In order to determine the amount of 2,4,6-TNT assimilated by fungi, deep cultivation of selected strains in Czapek’s liquid modified medium #2 and medium #2* was conducted in 750 ml Erlenmeyer flasks. The cultures were incubated on a rotary shaker at 200 rpm, at 30°C for 72 hours and the amount of residual TNT was determined (14). Intermediates and final products of TNT conversion was determined by introducing into nutrient medium (1-14C)-trinitrotoluene as a component of nutrient medium #2*.

In order to establish the efficacy of TNT conversion highly active strains of microscopic fungi were inoculated into the liquid medium with (1-14C)-trinitrotoluene as a sole source of carbon. Labeled (14C-TNT) was introduced in Czapek’s modified liquid medium under sterile conditions (concentration 200 mg/l; specific activity – 500 Bq/min). Cultivation was conducted on temperature controlled shaker (180 rpm) for 5 days at 30-40ºC in 750 Erlenmeyer flasks. In parallel, surface growth of cultures was carried out for two weeks under the same conditions. After completion of cultivation, biomass was removed by centrifugation (5000 rpm for 10 minutes). To remove adsorbed labeled (14C) compounds ,the pellet was washed with distilled water, dried at 60 ºC and weighed. For qualitative determination of certain compounds from culture liquid paper chromatography method was used. For isolation of organic acids solvent system – sulphuric ether [diethylether] : formic acid : water, at the ratio 140: 2 : 18, and for separation of sugars and amino acids – pyridine : ammonia : acetone, at the ratio – 70 : 30 : 20 were used.

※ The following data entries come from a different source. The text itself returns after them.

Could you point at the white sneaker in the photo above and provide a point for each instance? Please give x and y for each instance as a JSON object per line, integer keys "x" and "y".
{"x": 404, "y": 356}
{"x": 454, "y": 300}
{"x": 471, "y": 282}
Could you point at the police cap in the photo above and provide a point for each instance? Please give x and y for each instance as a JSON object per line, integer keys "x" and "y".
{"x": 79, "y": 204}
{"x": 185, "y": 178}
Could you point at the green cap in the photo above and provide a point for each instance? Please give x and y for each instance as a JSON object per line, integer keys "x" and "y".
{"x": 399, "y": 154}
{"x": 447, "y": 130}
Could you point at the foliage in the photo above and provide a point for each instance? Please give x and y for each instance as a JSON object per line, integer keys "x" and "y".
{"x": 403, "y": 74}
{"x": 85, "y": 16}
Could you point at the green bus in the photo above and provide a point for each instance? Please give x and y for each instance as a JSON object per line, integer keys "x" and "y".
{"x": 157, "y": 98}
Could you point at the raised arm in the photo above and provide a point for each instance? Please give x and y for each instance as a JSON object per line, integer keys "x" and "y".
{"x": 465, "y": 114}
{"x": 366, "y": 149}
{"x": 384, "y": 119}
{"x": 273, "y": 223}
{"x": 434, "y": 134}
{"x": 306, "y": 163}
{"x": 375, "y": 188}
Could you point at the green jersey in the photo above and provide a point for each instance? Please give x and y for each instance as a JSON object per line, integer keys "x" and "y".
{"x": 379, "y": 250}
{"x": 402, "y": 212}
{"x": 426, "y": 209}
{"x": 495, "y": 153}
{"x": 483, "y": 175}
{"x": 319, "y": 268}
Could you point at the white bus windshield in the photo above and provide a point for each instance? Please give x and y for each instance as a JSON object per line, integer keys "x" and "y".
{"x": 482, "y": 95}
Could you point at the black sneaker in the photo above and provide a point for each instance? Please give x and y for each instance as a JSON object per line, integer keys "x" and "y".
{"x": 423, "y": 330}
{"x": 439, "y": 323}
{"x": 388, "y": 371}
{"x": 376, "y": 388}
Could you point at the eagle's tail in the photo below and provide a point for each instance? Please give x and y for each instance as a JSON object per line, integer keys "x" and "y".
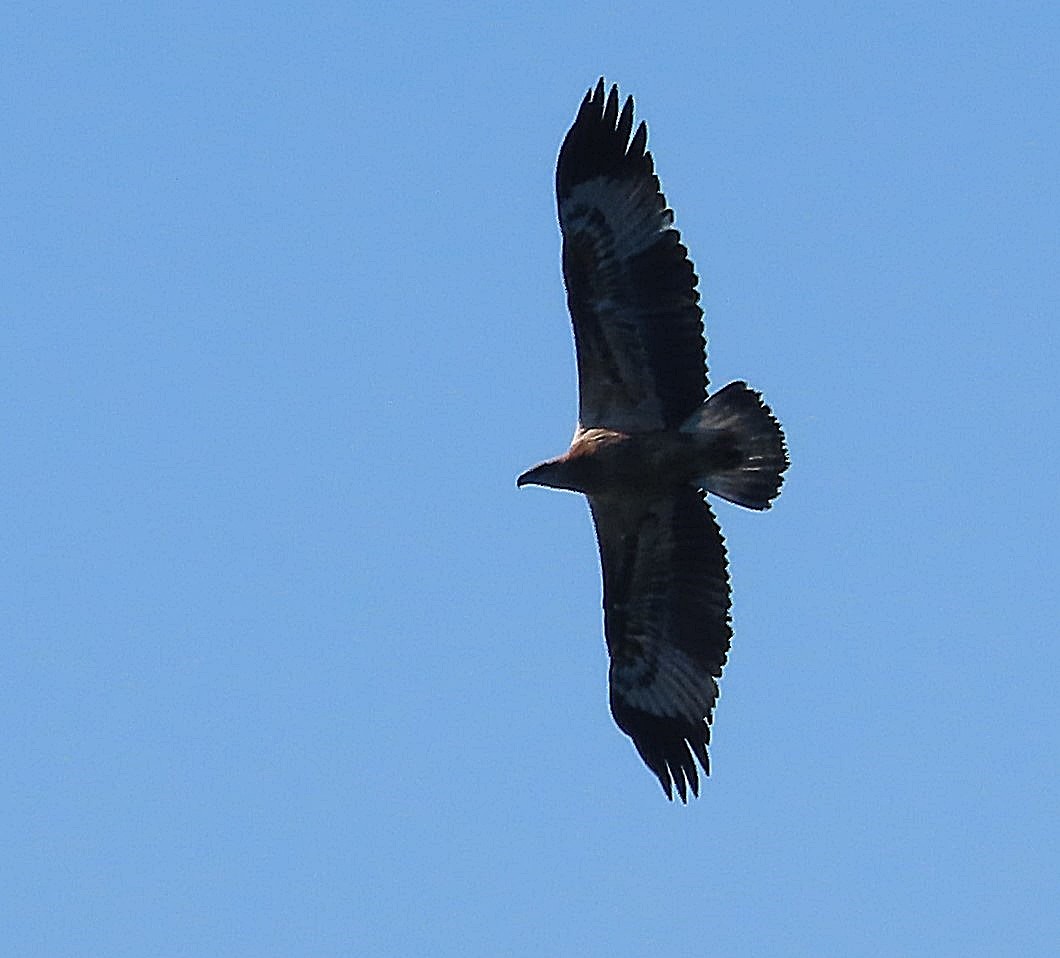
{"x": 744, "y": 449}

The radioactivity of biomass, culture liquid and their fractions was determined on scintillation counter – LKB 1211 Rackbeta at efficiency 95%.

The level of TNT degradation was studied in black and red soils under laboratory sterile and modeling conditions. 200 mg of TNT was artificially introduced per kg of soil. The fungi were incubated in Petri dishes, at 35-40ºC for 30 days, containing 25 g of sterile soil and 5 mg of TNT. Under field conditions, experiments were conducted on no sterile soil, on the area of 0.5 m2, starting from the end of March till July.

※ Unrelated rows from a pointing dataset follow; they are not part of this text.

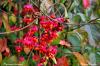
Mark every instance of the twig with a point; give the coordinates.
(1, 33)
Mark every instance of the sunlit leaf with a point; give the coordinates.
(63, 61)
(0, 58)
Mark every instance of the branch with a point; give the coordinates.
(83, 24)
(1, 33)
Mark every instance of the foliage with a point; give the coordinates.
(50, 32)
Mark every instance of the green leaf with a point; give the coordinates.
(75, 41)
(56, 41)
(9, 61)
(24, 63)
(92, 58)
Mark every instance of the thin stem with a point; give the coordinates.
(17, 30)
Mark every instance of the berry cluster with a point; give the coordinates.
(49, 26)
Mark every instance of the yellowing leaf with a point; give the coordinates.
(82, 60)
(54, 60)
(5, 22)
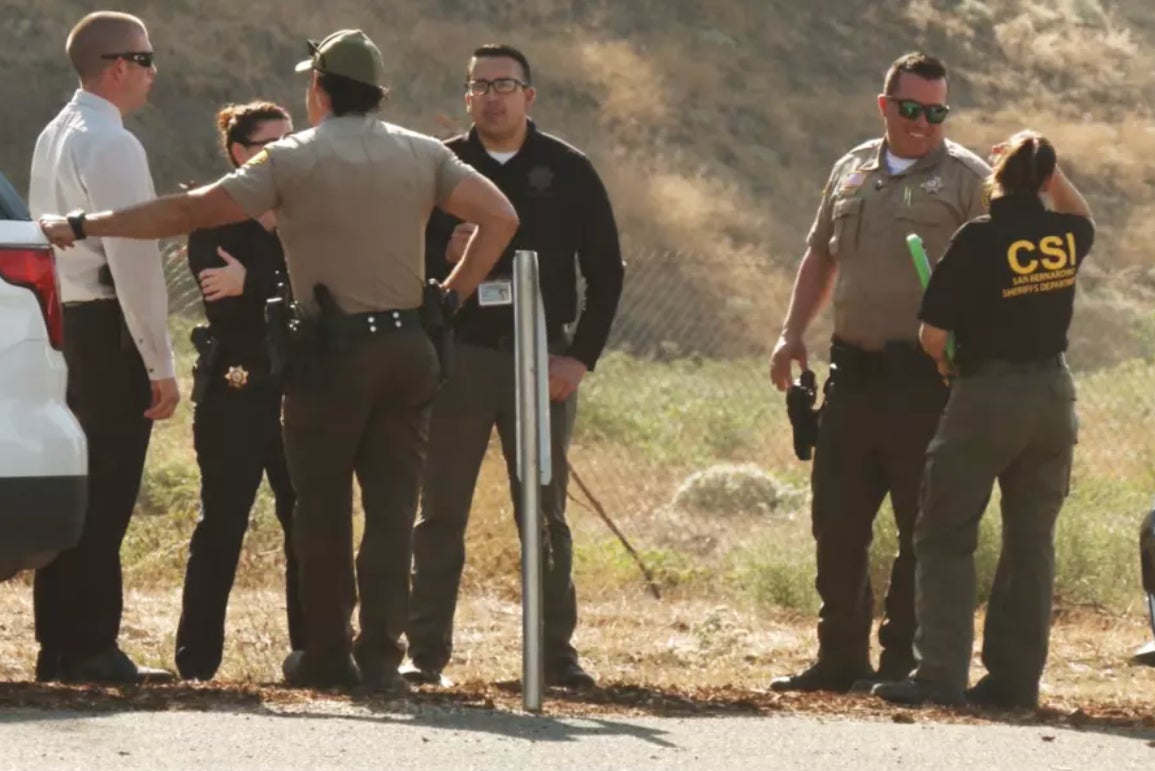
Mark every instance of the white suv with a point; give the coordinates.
(43, 453)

Residual TNT was removed from soils by 3-fold extraction by methanol and according to residual amount the level of TNT transformation/biodegradation was determined.

Results

Selection of strains actively degrading TNT

For the selection of fungi strains the most actively degrading TNT, 107 cultures of microscopic fungi being isolated from chemically polluted military grounds and industrial wastewaters, have been used.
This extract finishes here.